Это было далеко не первое и, к сожалению, не последнее размежевание в среде русской интеллектуальной элиты. В интересующем нас плане этому размежеванию предшествовал раскол по вопросу формирования русского литературного языка: начало полемики о языке датируют 1803 г., когда вышел в свет трактат А.С. Шишкова «Рассуждения о старом и новом слоге Российского языка». Именно эту работу можно рассматривать как манифест лингвистического охранительства и «анамнезиса-припоминания» как способа дальнейшего развития русского языка: держаться в русском литературном языке старославянских корней и форм, равно как отказаться от уже внедренных в пространство русской мыс-

ли и ее языкового выражения заимствованных преимущественно французских слов и оборотов, - таковы два ее ведущих принципа. Перечень слов и оборотов, которым шишковис-ты отказали в доверии, сегодня может вызвать недоумение, настолько основательно они «прописались» в нашем языке - вкус, стиль, моральный, эстетический, энтузиазм, меланхолия, трогательный, занимательный, существенный, сосредоточенный, начитанность , обдуманность, промышленность и др. Для любителей русской словесности во все времена будут актуальны предложенные Шишковым механизмы сохранения языка: изучение и пропаганда таких сокровищ русской литературы, как, например, «Слово о полку Игореве», а также бережное отношение и распространение русского фольклорного достояния как изначального выражения нравственного и духовного мира русского человека. И все же в дискуссии о путях развития русского языка, отождествленного им с церковно-славянским, время подтверждает правоту Н.М. Карамзина, который лучше его понял потребности усложняющегося, становящегося все более структурно изощренным национального сознания. Это и оценил Белинский, а потому писал: «Новые идеи, естественно, требовали и нового языка. Карамзина обвиняли в галлицизмах выражений, не видя того, что если это была вина с его стороны, то прежде всего его было должно обвинять в галлицизмах мыслей, - но в этом был виноват не он, а та всемирно-историческая роль, которая назначена миродержавным промыслом французскому народу и которая дает ему такое нравственное влияние на все другие народы цивилизованного мира» [1, т. 6, с. 105].
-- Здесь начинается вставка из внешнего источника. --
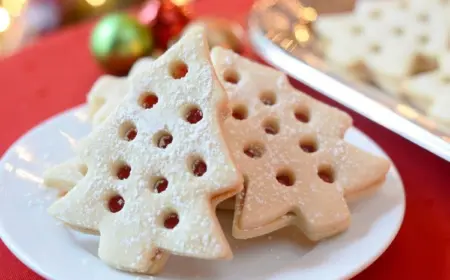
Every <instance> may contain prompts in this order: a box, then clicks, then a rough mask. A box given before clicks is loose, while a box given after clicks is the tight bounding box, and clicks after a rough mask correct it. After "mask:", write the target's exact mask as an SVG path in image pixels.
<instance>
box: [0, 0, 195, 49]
mask: <svg viewBox="0 0 450 280" xmlns="http://www.w3.org/2000/svg"><path fill="white" fill-rule="evenodd" d="M144 2H145V1H144V0H0V58H2V57H4V56H7V55H10V54H11V53H13V52H14V51H17V50H18V49H20V48H21V47H23V46H25V45H26V44H28V43H30V42H32V41H33V40H35V39H36V38H38V37H40V36H43V35H45V34H47V33H50V32H53V31H55V30H58V29H60V28H64V27H67V26H69V25H72V24H75V23H77V22H80V21H82V20H86V19H88V18H91V17H96V16H100V15H104V14H107V13H110V12H112V11H115V10H119V9H128V8H132V7H138V6H139V5H141V4H143V3H144ZM171 2H173V3H174V4H177V5H185V4H187V2H189V1H187V0H173V1H171Z"/></svg>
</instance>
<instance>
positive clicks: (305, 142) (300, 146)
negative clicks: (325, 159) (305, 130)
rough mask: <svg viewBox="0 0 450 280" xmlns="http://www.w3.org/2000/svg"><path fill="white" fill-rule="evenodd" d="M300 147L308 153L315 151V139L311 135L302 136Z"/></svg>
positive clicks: (315, 150) (315, 145) (313, 151)
mask: <svg viewBox="0 0 450 280" xmlns="http://www.w3.org/2000/svg"><path fill="white" fill-rule="evenodd" d="M299 145H300V148H301V149H302V150H303V151H304V152H305V153H308V154H311V153H314V152H317V149H318V147H317V141H316V139H314V138H312V137H307V138H303V139H301V140H300V144H299Z"/></svg>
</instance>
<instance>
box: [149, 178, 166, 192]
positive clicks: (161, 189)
mask: <svg viewBox="0 0 450 280" xmlns="http://www.w3.org/2000/svg"><path fill="white" fill-rule="evenodd" d="M168 186H169V181H167V179H166V178H164V177H157V178H155V179H154V180H153V190H154V192H157V193H162V192H164V191H166V189H167V187H168Z"/></svg>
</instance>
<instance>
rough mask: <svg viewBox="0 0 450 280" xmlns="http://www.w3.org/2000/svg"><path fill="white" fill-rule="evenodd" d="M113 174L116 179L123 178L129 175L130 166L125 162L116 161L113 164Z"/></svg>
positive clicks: (128, 176) (127, 176) (129, 174)
mask: <svg viewBox="0 0 450 280" xmlns="http://www.w3.org/2000/svg"><path fill="white" fill-rule="evenodd" d="M113 171H114V175H116V177H117V179H119V180H125V179H127V178H128V177H130V173H131V167H130V166H129V165H128V164H126V163H125V162H118V163H116V164H114V166H113Z"/></svg>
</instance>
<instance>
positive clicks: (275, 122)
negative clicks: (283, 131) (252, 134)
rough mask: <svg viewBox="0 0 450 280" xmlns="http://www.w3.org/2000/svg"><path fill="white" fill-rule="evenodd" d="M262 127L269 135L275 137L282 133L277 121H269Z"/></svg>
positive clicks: (269, 120)
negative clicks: (263, 128) (280, 133)
mask: <svg viewBox="0 0 450 280" xmlns="http://www.w3.org/2000/svg"><path fill="white" fill-rule="evenodd" d="M262 127H263V128H264V131H265V132H266V133H267V134H271V135H275V134H278V132H280V124H279V121H278V120H277V119H273V118H270V119H267V120H265V121H264V122H263V124H262Z"/></svg>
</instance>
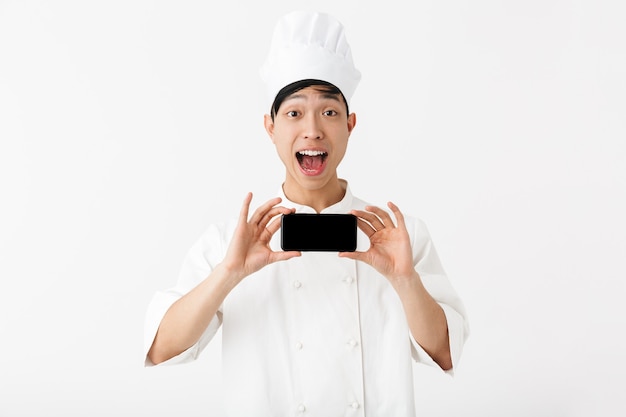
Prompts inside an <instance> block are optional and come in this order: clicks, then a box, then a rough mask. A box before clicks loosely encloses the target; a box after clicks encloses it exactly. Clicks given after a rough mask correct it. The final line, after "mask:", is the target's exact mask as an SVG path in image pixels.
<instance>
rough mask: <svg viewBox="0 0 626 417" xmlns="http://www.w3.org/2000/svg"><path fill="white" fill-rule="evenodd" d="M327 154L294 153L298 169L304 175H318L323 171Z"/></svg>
mask: <svg viewBox="0 0 626 417" xmlns="http://www.w3.org/2000/svg"><path fill="white" fill-rule="evenodd" d="M327 157H328V153H327V152H324V151H315V150H308V149H307V150H303V151H298V152H296V158H297V159H298V164H300V169H301V170H302V172H303V173H304V174H305V175H319V174H321V173H322V171H324V167H325V166H326V158H327Z"/></svg>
По Белинскому, драматизм противостояния в обществе заключался в том, что «одна часть его читала, говорила, мыслила и молилась богу на французском языке; другая знала наизусть Державина и ставила его наравне не только с Ломоносовым, но и с Петровым, Сумароковым и Херасковым; первая очень плохо знала русский язык; вторая была приучена к напыщенному, схоластическому языку автора “Россияды” и “Кадма и Г армонии”; общий же характер обеих состоял из полуди-кости и полуобразованности» [там же, т. 1, с. 82]. Именно это обстоятельство и предоп-

ределило ожесточенные споры шишковистов и карамзинистов. «Борьба была отчаянная: дрались не на живот, а насмерть. Разумеется, та и другая сторона была и права, и виновата вместе; но охранительная котерия довела свою односторонность до nec plus ultra, а свое одушевление - до неистового фанатизма, - и проиграла дело. И не мудрено: она опиралась на мертвую ученость, не оживленную идеею, на предания старины и на авторитеты писателей без вкуса и таланта, но зато старинных и заплесневелых, тогда как на стороне партии движения был дух времени, жизненное развитие и таланты», - полагал Белинский [1, т. 4, с. 69].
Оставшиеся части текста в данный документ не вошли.